You can be inappropriate in a variety of situations, usually using your looks and provocative behavior to draw the gaze of others to yourself, and this trickery can even fool your own mind. You begin to think of relationships as meaning more than they actually do, further pushing people away as you try to cling on. Much like a star, the more you shine, the harder it is for people to maintain eye contact, making long-lasting relationships all the more difficult to achieve when you rely so hard on achieving the strongest gaze and not the longest. The behavior then becomes reinforced as you double your efforts next time to attempt and throw everything you have at a person, hoping it sticks, when all it does is scare them away.

While to an outside observer, it may appear that the person drawing in a crowd has more connections than any other, it is often a false belief. Still, all is not lost. Drawing back your ornate style of speaking while still keeping the flashy clothes allows a compromise with your hungry mind.

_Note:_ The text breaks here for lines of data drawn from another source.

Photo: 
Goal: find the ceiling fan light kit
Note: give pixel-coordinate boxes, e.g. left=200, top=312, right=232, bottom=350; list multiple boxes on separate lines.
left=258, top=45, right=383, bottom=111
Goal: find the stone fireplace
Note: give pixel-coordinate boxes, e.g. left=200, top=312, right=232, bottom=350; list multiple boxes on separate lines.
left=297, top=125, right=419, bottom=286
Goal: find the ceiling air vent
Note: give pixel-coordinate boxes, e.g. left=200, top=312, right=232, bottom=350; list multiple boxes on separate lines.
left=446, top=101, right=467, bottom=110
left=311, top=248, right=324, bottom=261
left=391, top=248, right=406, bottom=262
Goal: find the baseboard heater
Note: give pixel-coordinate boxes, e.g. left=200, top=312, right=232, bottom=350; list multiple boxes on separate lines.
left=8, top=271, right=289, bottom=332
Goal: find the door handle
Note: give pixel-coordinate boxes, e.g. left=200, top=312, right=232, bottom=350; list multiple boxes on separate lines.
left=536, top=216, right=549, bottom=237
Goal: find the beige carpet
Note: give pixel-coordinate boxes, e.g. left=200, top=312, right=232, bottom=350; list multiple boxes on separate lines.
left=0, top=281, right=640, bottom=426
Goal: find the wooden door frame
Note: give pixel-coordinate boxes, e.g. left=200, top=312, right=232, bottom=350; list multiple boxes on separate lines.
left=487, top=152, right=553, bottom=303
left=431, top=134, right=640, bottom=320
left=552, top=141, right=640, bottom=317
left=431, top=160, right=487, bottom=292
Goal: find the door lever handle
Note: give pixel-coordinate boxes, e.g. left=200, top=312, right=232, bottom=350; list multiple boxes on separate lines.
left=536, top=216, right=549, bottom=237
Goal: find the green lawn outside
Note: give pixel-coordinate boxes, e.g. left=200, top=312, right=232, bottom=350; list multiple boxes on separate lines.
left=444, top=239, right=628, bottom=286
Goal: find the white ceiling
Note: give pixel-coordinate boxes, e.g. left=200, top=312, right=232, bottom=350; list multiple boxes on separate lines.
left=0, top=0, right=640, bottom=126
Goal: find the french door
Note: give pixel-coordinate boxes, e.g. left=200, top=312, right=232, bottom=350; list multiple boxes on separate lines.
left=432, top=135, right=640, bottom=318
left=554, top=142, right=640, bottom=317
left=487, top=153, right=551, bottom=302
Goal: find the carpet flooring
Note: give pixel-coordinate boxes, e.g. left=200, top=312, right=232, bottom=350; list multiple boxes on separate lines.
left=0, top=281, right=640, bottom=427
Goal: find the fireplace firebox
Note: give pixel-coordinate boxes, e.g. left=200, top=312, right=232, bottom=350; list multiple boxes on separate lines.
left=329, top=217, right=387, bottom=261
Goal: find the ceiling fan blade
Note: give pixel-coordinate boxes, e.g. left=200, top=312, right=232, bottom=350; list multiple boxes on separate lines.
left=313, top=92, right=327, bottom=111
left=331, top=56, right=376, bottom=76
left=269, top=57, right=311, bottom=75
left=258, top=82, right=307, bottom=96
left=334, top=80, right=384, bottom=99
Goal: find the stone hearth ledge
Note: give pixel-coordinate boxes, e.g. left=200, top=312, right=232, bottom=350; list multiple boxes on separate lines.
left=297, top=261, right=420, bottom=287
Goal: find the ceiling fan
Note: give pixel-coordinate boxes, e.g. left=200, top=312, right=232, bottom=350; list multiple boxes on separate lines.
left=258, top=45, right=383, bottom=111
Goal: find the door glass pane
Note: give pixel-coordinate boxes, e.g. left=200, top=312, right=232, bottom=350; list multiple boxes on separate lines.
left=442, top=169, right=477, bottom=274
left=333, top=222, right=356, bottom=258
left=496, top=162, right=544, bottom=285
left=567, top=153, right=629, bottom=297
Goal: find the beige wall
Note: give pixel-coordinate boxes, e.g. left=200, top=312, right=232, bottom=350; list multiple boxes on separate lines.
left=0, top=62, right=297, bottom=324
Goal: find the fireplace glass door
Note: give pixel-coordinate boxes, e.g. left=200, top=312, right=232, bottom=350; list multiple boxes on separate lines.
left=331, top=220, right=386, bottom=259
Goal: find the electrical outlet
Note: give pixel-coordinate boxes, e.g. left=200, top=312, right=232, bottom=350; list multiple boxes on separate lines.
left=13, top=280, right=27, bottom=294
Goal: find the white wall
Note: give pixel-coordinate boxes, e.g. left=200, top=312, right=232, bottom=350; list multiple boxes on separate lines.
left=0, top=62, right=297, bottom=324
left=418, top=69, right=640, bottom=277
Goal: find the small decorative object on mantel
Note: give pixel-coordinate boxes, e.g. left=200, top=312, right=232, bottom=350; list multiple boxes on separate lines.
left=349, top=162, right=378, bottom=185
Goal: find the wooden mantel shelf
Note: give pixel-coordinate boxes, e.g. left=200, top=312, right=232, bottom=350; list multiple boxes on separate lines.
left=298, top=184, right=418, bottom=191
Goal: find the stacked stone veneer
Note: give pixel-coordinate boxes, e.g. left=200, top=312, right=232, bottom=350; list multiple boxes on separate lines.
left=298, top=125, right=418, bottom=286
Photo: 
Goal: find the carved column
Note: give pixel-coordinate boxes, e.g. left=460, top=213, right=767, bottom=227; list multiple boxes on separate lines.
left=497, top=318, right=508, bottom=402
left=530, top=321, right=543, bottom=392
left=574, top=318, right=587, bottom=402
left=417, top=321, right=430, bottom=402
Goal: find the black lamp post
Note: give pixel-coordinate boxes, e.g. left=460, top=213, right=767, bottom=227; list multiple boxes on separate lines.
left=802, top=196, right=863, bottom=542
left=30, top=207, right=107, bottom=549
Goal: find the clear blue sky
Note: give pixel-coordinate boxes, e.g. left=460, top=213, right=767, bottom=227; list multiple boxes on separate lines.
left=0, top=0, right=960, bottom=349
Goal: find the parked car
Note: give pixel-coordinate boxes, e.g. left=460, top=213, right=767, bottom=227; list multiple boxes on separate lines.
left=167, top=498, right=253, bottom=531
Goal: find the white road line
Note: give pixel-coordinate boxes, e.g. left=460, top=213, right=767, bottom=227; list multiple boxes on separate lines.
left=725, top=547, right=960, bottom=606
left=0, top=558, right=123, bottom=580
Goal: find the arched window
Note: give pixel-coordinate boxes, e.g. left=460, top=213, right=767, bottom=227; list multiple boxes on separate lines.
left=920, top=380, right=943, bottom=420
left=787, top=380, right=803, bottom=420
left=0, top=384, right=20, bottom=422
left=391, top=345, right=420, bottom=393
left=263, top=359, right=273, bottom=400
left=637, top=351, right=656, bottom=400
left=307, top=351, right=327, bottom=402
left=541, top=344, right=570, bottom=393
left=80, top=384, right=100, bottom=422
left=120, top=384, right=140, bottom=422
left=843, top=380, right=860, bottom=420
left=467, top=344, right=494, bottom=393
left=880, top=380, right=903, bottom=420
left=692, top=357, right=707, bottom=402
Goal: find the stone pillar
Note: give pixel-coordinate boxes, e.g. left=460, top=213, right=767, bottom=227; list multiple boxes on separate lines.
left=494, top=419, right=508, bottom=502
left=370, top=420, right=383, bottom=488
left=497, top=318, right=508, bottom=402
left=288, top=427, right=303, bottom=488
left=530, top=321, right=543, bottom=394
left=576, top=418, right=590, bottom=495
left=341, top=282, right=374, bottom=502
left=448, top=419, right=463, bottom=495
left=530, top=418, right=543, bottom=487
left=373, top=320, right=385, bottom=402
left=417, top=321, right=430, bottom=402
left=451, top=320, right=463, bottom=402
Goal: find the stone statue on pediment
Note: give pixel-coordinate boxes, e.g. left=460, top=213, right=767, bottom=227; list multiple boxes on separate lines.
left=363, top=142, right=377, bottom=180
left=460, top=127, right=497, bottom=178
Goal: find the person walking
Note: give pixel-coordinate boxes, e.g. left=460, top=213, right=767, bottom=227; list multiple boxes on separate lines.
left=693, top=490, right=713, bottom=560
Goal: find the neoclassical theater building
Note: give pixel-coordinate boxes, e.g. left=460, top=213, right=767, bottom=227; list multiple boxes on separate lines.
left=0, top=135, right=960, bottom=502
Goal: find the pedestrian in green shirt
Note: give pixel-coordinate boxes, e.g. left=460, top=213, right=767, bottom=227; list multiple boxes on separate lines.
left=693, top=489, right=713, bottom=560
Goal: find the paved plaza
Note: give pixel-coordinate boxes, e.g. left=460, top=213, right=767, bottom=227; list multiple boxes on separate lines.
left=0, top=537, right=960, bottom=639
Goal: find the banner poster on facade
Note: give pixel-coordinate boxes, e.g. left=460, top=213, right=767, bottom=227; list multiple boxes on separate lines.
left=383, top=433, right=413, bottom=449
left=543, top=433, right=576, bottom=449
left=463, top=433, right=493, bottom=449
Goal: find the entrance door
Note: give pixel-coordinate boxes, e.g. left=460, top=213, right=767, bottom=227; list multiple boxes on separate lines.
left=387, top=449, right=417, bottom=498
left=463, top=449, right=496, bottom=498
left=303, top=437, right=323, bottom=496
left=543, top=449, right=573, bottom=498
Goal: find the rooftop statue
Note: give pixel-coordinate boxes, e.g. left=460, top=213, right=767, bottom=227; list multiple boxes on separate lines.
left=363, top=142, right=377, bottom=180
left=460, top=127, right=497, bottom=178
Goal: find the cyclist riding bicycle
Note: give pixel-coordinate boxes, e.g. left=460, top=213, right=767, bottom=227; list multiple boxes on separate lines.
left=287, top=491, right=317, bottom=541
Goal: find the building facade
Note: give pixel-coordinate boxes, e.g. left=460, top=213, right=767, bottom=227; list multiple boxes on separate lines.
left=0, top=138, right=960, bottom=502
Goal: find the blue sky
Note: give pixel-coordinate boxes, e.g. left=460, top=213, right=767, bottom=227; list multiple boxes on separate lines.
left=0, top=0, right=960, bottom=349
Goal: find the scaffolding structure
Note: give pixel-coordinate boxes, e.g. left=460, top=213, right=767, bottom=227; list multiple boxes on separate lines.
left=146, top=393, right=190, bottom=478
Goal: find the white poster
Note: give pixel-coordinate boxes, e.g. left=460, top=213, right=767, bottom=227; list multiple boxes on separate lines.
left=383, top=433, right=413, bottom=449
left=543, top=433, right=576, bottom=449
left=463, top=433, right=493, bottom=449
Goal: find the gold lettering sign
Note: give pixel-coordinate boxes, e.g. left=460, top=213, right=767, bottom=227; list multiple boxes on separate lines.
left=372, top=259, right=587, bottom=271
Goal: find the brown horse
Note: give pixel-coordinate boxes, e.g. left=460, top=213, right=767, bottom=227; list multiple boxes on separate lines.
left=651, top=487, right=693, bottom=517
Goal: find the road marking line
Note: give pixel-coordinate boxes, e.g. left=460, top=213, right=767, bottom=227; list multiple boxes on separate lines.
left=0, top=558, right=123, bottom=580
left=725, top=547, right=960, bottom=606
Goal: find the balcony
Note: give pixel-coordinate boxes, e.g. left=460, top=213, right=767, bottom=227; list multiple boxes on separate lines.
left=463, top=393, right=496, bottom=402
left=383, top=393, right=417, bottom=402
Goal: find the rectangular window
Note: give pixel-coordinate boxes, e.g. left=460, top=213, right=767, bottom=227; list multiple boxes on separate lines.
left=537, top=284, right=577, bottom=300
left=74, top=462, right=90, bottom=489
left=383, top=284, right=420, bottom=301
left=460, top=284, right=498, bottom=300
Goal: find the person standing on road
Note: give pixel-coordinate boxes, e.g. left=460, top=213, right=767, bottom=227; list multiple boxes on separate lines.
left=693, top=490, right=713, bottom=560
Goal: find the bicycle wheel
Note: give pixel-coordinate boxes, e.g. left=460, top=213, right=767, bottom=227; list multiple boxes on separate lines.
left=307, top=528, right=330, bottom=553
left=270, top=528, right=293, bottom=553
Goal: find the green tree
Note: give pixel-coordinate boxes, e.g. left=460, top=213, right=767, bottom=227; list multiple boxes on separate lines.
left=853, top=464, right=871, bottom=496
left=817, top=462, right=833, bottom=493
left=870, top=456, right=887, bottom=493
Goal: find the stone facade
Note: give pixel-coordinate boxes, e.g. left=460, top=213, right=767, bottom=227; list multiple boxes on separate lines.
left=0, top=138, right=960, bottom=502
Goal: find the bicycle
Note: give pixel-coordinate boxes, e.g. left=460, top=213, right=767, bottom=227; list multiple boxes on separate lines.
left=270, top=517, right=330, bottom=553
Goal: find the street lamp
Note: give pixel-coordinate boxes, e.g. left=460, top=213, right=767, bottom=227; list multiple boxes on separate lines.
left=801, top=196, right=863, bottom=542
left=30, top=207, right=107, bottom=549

One must make a conscious effort to notice how they are speaking, what words they choose to use, such as using "a problem," over "a crime against humanity," when you encounter the slightest obstacle in your path. Relying less on gossip and more on substantive conversation of pressing social issues can drawn in more people, and this knowledge can gain you far more recognition in the eyes of your peers than putting down others ever could.

Beating this addiction for the eyes and ears of others is never an easy one, and my own journey is still very much in progress. It all begins with recognizing when you are exaggerating. Even still, in my own life, I find myself battling my therapist over words, questioning what parts of my story are real and which I have built up over time. My own mental biography has missing pages and words which conflict facts with fiction. I fight for truth in my own mind, and I fight for peace in my life. I know a life of peace will be one where I am not always fighting for the microphone to shout down others while making my own presence known, and that is what frightens me most of all.